Joyce DiDonato Captivates Carnegie Hall
Il Complesso Barocco Accompanies Our Premier Mezzo
By: Susan Hall - Nov 20, 2012
Joyce DiDonato, Mezzo-Soprano
Il Complesso Barocco
Dmitry Sinkovsky, Director and Violin
Program:
CESTI "Intorno all'idol mio" from Oronotea
D. SCARLATTI Sinfonía from Tolomeo et Alessandro
MONTEVERDI "Disprezzata regina" from L'incoronazione di Poppea
GIACOMELLI "Sposa son disprezzata" from Merope
VIVALDI Concerto in D Minor for Violin, Strings, and Continuo, RV 242
ORLANDINI "Da torbida procella" from Berenice
J.A. HASSE "Morte, col fiero aspetto" from Antonio e Cleopatra
HANDEL "Piangerò la sorté mia" from Giulio Cesare
HANDEL Passacaglia, Act II from Radamisto
PORTA "Madre diletta" from Ifigenia in Aulide
D. SCARLATTI Sinfonía in C Major
HANDEL "Brilla nell' alma un non inteso ancor" from Alesandro
Encores:
KEISER "Lasciami piangere" from Fredegunda
ORLANDINI "Col versar barbaro il sangue" from Berenice
HANDEL "Brilla nell'alma un non inteso ancor" from Alessandro
Carnegie Hall
November 18, 2012
Joyce DiDonato returned to Carnegie Hall to perform scenes and arias of Drama Queens from Cleopatra to Poppea. Sweeping onstage in smashing power red silk, her bustle suggesting an important avoir du pois. DiDonato, like current pop star Beyonce, appears to have attended every detail of her performance. She then focuses on her songs on stage. She is both imposing in her talent and her demeanor. Warm, inviting the $10 student rush attendees in the rafters to enjoy.

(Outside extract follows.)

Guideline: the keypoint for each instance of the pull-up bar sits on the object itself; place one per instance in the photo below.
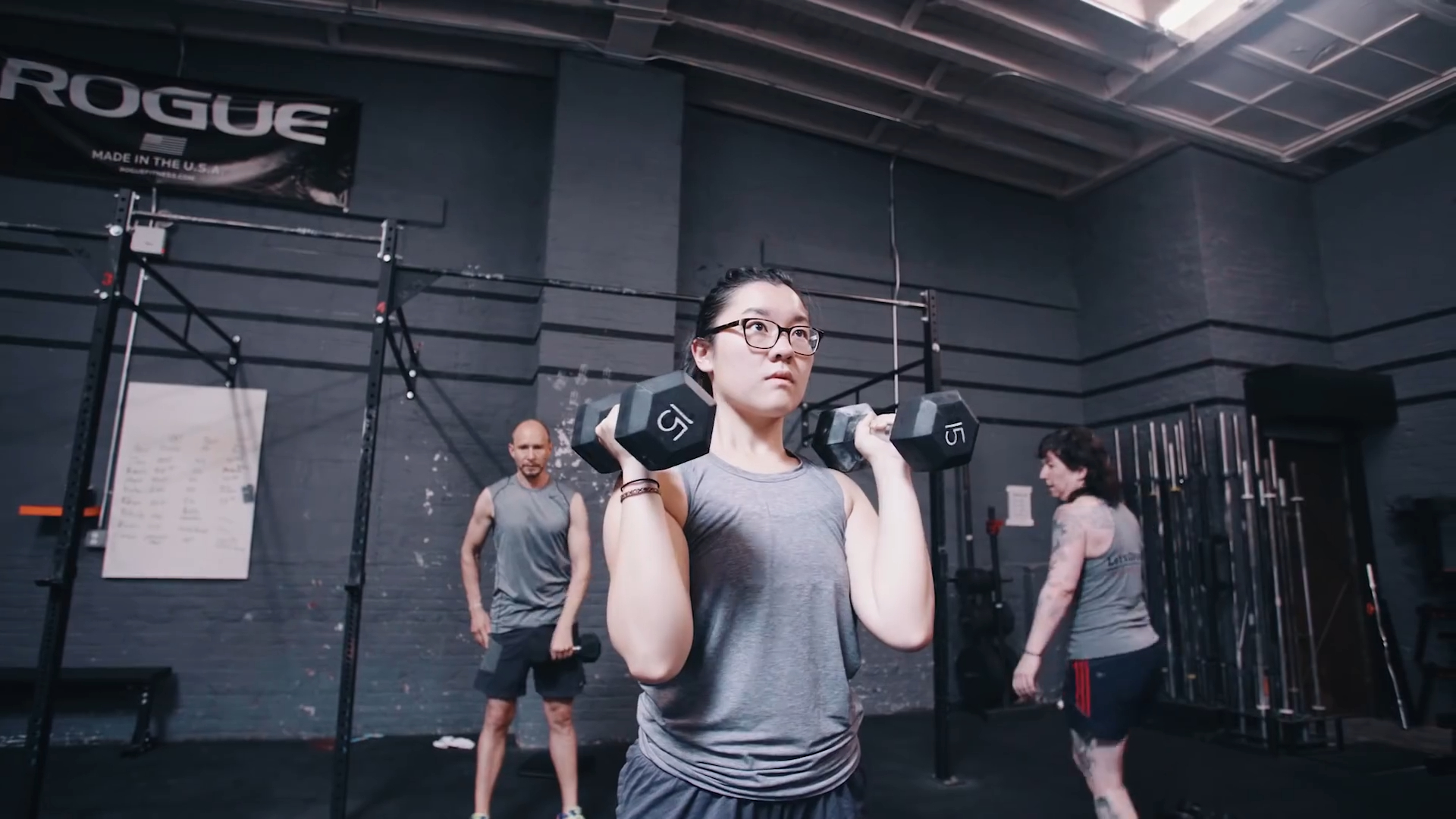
(312, 232)
(618, 290)
(50, 231)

DiDonato's alabaster skin and her hair formed into a crown of curls framed impeccably moving moment after moment as her songs flowed out, pure and rich. Last year she breathlessly praised Carnegie's superb acoustics.

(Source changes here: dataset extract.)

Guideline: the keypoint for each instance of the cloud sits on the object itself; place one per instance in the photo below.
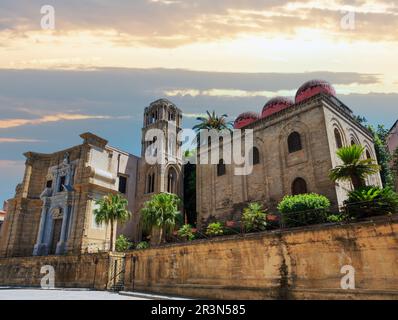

Swept up in Queen after Queen, the listener wonders at the DiDonato instrument, surely among the most glorious on display today. You can observe the subtly pressed delivery of the breath from the pelvis, the preferred place of origin, but the one singers have the most difficulty accessing. For DiDonato, breath seems effortless. But her achievement is not to be underestimated, because surely the sheer beauty of her voice originates with the breath. Her control combined with passion are well served by its seamless stream.
DiDonato does not shape words with her lips, but instead forms them in the mouth's interior. The sounds of the words emerge clearly, particularly the vowels, but the words are very much in the service of tone and emotion. How does she achieve such a relaxed impression with all the work that goes into such a delivery?

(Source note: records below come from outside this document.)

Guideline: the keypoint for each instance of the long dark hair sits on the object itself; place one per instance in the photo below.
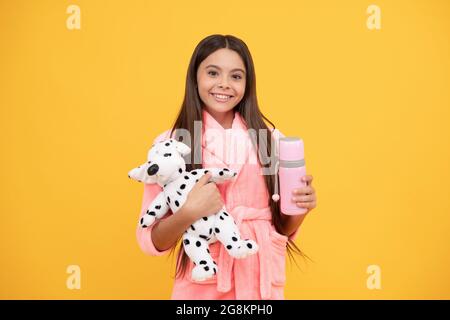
(191, 110)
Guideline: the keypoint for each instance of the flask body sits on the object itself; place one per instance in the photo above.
(290, 179)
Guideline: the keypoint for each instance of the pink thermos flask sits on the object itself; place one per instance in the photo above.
(292, 168)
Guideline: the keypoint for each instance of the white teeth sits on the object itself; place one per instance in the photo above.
(221, 96)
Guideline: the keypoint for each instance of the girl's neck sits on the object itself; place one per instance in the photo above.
(225, 119)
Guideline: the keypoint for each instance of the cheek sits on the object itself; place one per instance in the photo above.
(240, 90)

Accompanied by a Il Compresso Barocco, a young group from Russia, led by the violinist Dmitry Sinkovsky, the violin and supporting musicians played together and accompanied DiDonato like a chamber group, talking, supporting, underlining.
Sinkovsky is a superb violinist. He danced and dipped as he performed. To conduct, he mouthed the singer's words. The violinists also stood, a particularly inviting performance posture.
For the second part of the program, DiDonato unwrapped her dress. Where she had grasped a long matching red scarf, she now had her arms wrapped. The dress split apart over hip hoops, so that she spread queenly-wide.
DiDonato writes of the goals she so beautifully achieved in personal notes in the program. "Why do we adore these queens of the drama? The answer for me is at the heart of why we love opera. We yearn to open hidden doors into the richest, most complex, utterly human and profoundly moving emotions that we not be able to access left to our own devices. The crazy plots and extreme circumstances...give us permission to unleash our often too-idle imagination. ...we will find welcome release in Cleopatra’s broken, hunted tears...allowed to weep at Rosanne’s unbridled joy or perhaps learn to love a bit more purely through Orontea's heartfelt plea to her sleeping lover." No one could say it better.
The unusual combination of vocal beauty, dramatic presentation and glorious tones distinguishes DiDonato, who is at the same time warmly appreciative of her audience. Worth catching anywhere at any time, but particularly at Carnegie Hall, which offers such a wonderful sound box for musicians' talent.